Photo by Julio Martinez / Flickr
On Saturday night, I was driving home from visiting my daughter at college. The freak snowstorm of October, 2011 was just getting underway, with rain turning to snow. Traffic was slow, visibility poor. I was starting to get irritated at the reflections of people’s headlights and taillights on the wet road ahead of me. They made it even harder to see.
Suddenly it dawned on me: How amazing is it that we humans have figured out how to throw photons around so we can drive at night? We even know how to apply filters so we only get the photons we want: white in front, red in back. Those irritating reflections became a source of wonder.
Once my mood shifted, I considered another marvel.
Only a few hundred years ago, one of mankind’s big, unsolved problems was how to get a ship across an ocean without getting lost. Knowing one’s latitude was easy, but knowing longitude was such a problem that in 1714 the British parliament established a prize worth a small fortune, to be awarded to anyone who could invent a system for determining longitude within 30 to 60 nautical miles.
Today, any middle-class resident of Britain’s former colonial outpost can afford a device to stick on the windshield of his automobile (his automobile!) that will display his position accurate to within a few feet.
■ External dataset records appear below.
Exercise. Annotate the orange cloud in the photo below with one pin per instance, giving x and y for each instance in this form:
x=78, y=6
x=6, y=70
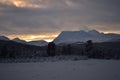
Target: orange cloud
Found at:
x=24, y=3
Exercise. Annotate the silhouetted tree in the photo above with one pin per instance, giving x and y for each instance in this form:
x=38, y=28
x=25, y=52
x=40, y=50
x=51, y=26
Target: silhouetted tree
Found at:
x=51, y=49
x=66, y=50
x=4, y=52
x=89, y=45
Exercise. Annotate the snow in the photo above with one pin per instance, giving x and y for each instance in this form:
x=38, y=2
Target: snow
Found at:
x=19, y=40
x=62, y=70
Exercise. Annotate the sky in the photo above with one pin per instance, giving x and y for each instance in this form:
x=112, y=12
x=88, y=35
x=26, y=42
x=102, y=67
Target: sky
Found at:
x=45, y=19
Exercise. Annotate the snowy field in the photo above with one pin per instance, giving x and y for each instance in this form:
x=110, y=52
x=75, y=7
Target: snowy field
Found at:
x=62, y=70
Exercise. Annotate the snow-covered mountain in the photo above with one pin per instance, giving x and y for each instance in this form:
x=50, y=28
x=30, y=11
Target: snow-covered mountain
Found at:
x=4, y=38
x=38, y=43
x=19, y=40
x=83, y=36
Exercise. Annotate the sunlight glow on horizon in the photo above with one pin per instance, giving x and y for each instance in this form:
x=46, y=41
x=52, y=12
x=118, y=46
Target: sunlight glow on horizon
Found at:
x=47, y=37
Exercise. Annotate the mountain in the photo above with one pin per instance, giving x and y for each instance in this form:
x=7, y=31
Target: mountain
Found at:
x=83, y=36
x=19, y=40
x=4, y=38
x=38, y=43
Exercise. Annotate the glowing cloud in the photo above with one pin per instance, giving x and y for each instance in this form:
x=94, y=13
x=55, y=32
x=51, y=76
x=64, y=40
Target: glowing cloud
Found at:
x=24, y=3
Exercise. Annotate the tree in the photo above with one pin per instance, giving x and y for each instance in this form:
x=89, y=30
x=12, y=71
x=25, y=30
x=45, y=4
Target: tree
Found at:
x=4, y=52
x=51, y=49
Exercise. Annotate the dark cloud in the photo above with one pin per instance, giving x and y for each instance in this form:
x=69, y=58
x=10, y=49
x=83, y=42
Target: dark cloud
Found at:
x=60, y=15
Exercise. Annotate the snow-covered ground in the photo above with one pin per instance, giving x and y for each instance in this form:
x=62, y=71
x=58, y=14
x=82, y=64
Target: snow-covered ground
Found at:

I was using such a device at that very moment.
It is truly astonishing, what we have accomplished in only 300 years.
Those were the musings in my head when an even more fantastic thing happened. In the midst of my traffic jam, the woman in my GPS spoke to me.
I had earlier selected her as the most pleasing speaker of French, Spanish or English among the dozens available. She was my ideal. (OK, from time to time I have an interlude with one of the French speakers, but those are just meaningless flings.) Usually, her role is to gently remind me of an upcoming turn or to tell me that I have reached my destination. This time was different.
She spoke to reassure me:
“You are still on the fastest route.”
What man could ask for anything more? Here’s a beautiful woman (I can tell by her voice that she’s beautiful) whose only desire is to tell me that I’m doing everything right.
She anticipates that I might be getting irritated at the traffic delays, but does not ask me to get into girly talk about my feelings. Like a female Jeeves, she considerately attends to my needs and then lets me return to my thoughts.
Here’s another thing I love about her. If I make a mistake and miss a turn, there are no recriminations. She is not startled. She does not change her tone of voice. She just continues to be my help-meet as if nothing had happened.
True, her capabilities and her perceptions of my emotions are very limited. I can’t tell her about my day, for example. On the other hand, usually there’s not much to tell, so a woman with a soothing voice who thinks I’m still doing the right thing is just perfect.
My dashboard girlfriend and I have a very limited relationship, but within its parameters I am very happy.
As I drive, I wonder: What is really the difference between an electronic circuit meeting one need so well and neural circuitry doing the same thing — sometimes not as well? Once electronic circuits can meet vastly more needs, and receive vastly more care, how will we feel about them? Will we develop compassion for them, and they for us, as in the movie, I, Robot? Is Apple’s Siri the next step in this direction?
Neural chemistry itself is driven by electronics, namely the positive and negative charges on molecules. What is the difference between that and a digital computer? Many scientists believe that mind is an emergent property of matter being organized into a human brain. If other material were organized much like a brain, would something we’d recognize as mind emerge from that, too? I tend to think it would.
In the meantime, it’s good to have a beautiful woman assure me that I’m still on the fastest route.